- Born: August 13, 1956 (age 68) Bahrain
- Occupation: Bahraini legislator

= Jamal Fakhro =

Bahraini legislator

Jamal Mohamed Al-Fakhro is a Bahraini legislator, business advisor, and member of the Bahraini National Assembly. He is a Managing Partner of KPMG.

== Career ==
Fakhro was the first Arab to be appointed as a member of the KPMG Global Board and Global council. Fakhro was the chairman of the KPMG Middle East and South Asia (MESA) Board and a member of the KPMG Europe, Middle East and Africa (EMA) Regional Board until October 2014. Having served as managing partner since 1987, he has extensive experience in the field of both Audit and Tax and Advisory services in the region, especially for the government, banking, and financial services sectors. He also advises family businesses in relation to family governance, risk, and sustainable succession planning. Fakhro has a special interest in the matters of corporate governance. He is a founding board member of the Pearl Initiative in the Middle East, an initiative developed in collaboration with the UN Office for Partnerships. The Pearl Initiative aims for transparency and accountability in the private sector.

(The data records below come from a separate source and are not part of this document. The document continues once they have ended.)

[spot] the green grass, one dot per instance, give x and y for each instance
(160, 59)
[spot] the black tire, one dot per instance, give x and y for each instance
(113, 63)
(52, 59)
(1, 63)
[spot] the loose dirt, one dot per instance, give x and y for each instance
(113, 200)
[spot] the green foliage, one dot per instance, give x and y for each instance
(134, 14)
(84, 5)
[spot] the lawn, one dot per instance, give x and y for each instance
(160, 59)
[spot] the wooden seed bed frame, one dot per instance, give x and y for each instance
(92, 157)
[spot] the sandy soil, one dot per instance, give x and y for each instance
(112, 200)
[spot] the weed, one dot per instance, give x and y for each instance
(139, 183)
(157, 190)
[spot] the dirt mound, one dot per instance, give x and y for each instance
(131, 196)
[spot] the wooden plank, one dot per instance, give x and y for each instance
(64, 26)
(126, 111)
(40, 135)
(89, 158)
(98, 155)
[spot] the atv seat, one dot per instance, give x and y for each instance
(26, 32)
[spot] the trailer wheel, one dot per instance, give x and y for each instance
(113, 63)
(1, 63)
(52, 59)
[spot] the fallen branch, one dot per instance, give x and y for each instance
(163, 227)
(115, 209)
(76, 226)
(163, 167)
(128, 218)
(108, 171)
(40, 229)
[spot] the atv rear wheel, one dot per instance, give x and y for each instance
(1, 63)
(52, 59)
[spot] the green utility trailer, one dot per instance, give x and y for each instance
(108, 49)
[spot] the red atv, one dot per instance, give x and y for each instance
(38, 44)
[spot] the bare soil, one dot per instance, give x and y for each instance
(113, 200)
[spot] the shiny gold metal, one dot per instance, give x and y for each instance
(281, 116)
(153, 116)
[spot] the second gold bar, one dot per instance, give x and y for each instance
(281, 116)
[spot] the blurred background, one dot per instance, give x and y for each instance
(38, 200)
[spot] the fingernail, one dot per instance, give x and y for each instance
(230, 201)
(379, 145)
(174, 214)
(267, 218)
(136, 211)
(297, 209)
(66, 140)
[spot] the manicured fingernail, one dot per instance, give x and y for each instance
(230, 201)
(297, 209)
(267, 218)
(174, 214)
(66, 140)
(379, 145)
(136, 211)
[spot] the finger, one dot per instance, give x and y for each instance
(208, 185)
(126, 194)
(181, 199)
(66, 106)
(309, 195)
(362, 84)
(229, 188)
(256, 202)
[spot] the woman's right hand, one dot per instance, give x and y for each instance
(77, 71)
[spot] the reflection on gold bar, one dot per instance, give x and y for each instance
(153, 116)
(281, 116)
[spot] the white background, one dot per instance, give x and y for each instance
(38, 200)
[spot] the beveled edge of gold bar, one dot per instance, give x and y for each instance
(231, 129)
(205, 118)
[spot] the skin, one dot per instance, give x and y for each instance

== Early life and education ==
Fakhro joined Fakhro Establishment for Accounting and Auditing after graduating from Cairo University with a degree in accounting in 1977. At that time, the firm was focused on national work and clients. It had less than 15 employees. Fakhro worked with the firm's partners to become a national representative firm of KPMG in 1982. In 1988 he led the negotiations to merge the operations of Fakhro Establishment and Peat Marwick to establish KPMG Fakhro in Bahrain.

== Public interest ==

Fakhro has been a member of the Bahraini National Assembly since 1992 and the First Vice Chairman for a number of legislative terms. While in the assembly, he was the chairman of the Committee on Financial and Economic Affairs. Fakhro was also a member of the committee that prepared the National Action Charter of Bahrain. He was later a member of the committee that activated the National Action Charter in 2002. Additionally, he was on the committee involved in the 2011 National Dialogue and the National Committee to follow up on the implementation of the Bahrain Independent Commission of Inquiry (BICI) Report (2011–2012). As a legislator, he has also headed the Bahrain delegation to the Inter-Parliamentary Union since 2007.
== Recognitions ==

Fakhro was recognized and honored with the second-class Sheikh Isa bin Salman Al Khalifa medal by His Majesty King Hamad bin Isa Al Khalifa at the opening ceremony of the eighth session of former Shura Council.

== Membership ==
He is a member of the American Institute of Certified Public Accountants (AICPA).